If one clear set of beneficiaries has emerged, it is in energy. Reuters reported that U.S. crude settled at $111.54 a barrel on Thursday, up 11.4% on the day, while Brent crude rose 7.8% to $109.03, after President Donald Trump said the United States would continue attacks on Iran. Traders have been pricing in the risk of prolonged disruption after Iran effectively shut the Strait of Hormuz, the narrow waterway through which roughly a fifth of global oil and liquefied natural gas normally moves. In a separate report, Reuters said top OPEC producers Saudi Arabia, Iraq, Kuwait and the United Arab Emirates have cut output because of the closure, but that Saudi Arabia and the UAE still have export routes that bypass the strait. Saudi exports through Yanbu on the Red Sea have surged near capacity, and UAE exports from Fujairah rose sharply in March. That leaves some producers better positioned than others to capture elevated prices, even as the region absorbs the broader shock.
The war is also reshaping where money flows next. In an exclusive Reuters report, TotalEnergies, Shell, BP, Repsol and Chevron were described as among the companies showing interest in a major U.S. Gulf deepwater stake as the Middle East conflict boosts interest in North American energy assets. Reuters reported that one source involved in the process said the value of U.S. oil and gas assets has benefited from the war because oil prices are rising and those barrels are far from the conflict zone and can be shipped globally. In other words, not every winner is on the battlefield. Some are in boardrooms, deal rooms and export terminals.
What American households are seeing is very different. The average gasoline prices in the U.S. have already crossed $4 a gallon and could rise to $4.25 to $4.45 within days, with $5 gasoline possible within a month if there is no viable plan to reopen Hormuz. Diesel, which affects the cost of moving goods across the country, was already averaging $5.47 and is expected to climb closer to or beyond $6. There are also reports that the average 30-year fixed mortgage rate rose to 6.46%, its highest level since early September, as the war-driven spike in oil and fertilizer costs fed inflation fears and pushed Treasury yields higher.
That gap is the central point. The money generated by war does not move evenly through the economy. It tends to collect around weapons makers with the right product at the right moment, oil exporters with routes still open, and energy assets newly prized because they sit outside the conflict zone.
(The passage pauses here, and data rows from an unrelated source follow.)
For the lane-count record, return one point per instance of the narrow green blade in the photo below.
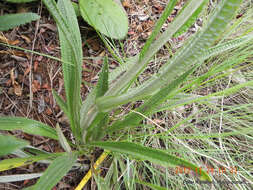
(9, 21)
(55, 171)
(8, 164)
(8, 144)
(150, 154)
(102, 85)
(28, 126)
The bill, meanwhile, shows up for Americans and people across the globe, at the gas pump, in shipping costs, in grocery prices, and in higher borrowing costs for households already stretched thin.
The Powerus story matters because it makes that larger reality easy to see. A war can produce genuine security needs and genuine moral hazards at the same time. Gulf states under attack may want better drone defenses. A startup may be eager to supply them. But when the president’s family stands to benefit from wartime demand, and when ordinary Americans are left with rising fuel and borrowing costs, the question is no longer only about defense technology. It is about who bears the burden of conflict, and who is positioned to turn it into business.